I haven’t written anything on here for 10 days so I should probably check in with some updates.
I got an e-mail today that was sent yesterday but I just read it today. It was an e-mail from Bed Bath and Beyond about a part time job that I applied for. It said they reviewed my resume and wanted me to go in and fill out an application then they’ll schedule an interview for me. So I went in today and did that but when I talked to the manager he didn’t seem to have any idea what I was talking about. He didn’t seem to know anything about the e-mail or a position open. He said he just hired someone else for the position but if another one opens up he’ll call me. So, of course, I’m really mad because a) this is the closest I’ve gotten to a part time job out of the 16 places I applied to and b) I got my hopes up again just to have them crushed…again. I should just remember to stop being optimistic because every time I think something good is going to happen it never works out and I’m more disappointed then I would have been if I just didn’t have high expectations.
For example, I just got my AP test scores and I got a 2 on my physics test. I wasn’t expecting anything great and I didn’t get a good score but I’m not upset about it because I wasn’t expecting anything in the first place. On the other hand, I got a 5 on my APUSH test, which I also wasn’t expecting. I can be happy for that obviously and it’s even better because I didn’t have any expectations for it.
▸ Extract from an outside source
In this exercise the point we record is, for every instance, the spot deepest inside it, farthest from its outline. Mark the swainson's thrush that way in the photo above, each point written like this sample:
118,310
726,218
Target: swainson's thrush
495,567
Anyway not I have to keep going with the job hunt. I ran out of money.
I’m rewatching a lot of Pentatonix stuff because I’m really sad that I’m not seeing them in concert this year. See? That’s another thing I got my hopes up for just to have all of my dreams crushed. Anyway, I feel like I should reflect on all of the best days of my life up until now because I keep thinking about how I was so close to having my dreams come true but it failed. Thinking about the good things that have already happened is probably healthier than crying (literally) over what almost happened. [Count your blessing everyday, it makes the monsters go away]
- Going to the Foam n Glow rave and getting away with it. Still can’t believe I pulled that off.
- The whole family vacation to Maine last summer, specifically playing Dutch Blitz, climbing on the rocks, and going to the boardwalk.
- Junior Semi because it made me realize dances are kinda cool
- Junior Prom because my dress made me really confident in myself and my fake eyelashes actually stayed put
- Going to Adam’s Eden with those people from California
- The day I got my license
- Seeing the Maze Runner in theaters
- Getting a 5 on my APUSH test
- Going ice skating with Whitney, Mary, and McKenzie
- Going to football games and hockey games
I’m just holding on to the fact that life isn’t about the lows and I should focus on the highs. I should be careful, that almost sounds too optimistic for me.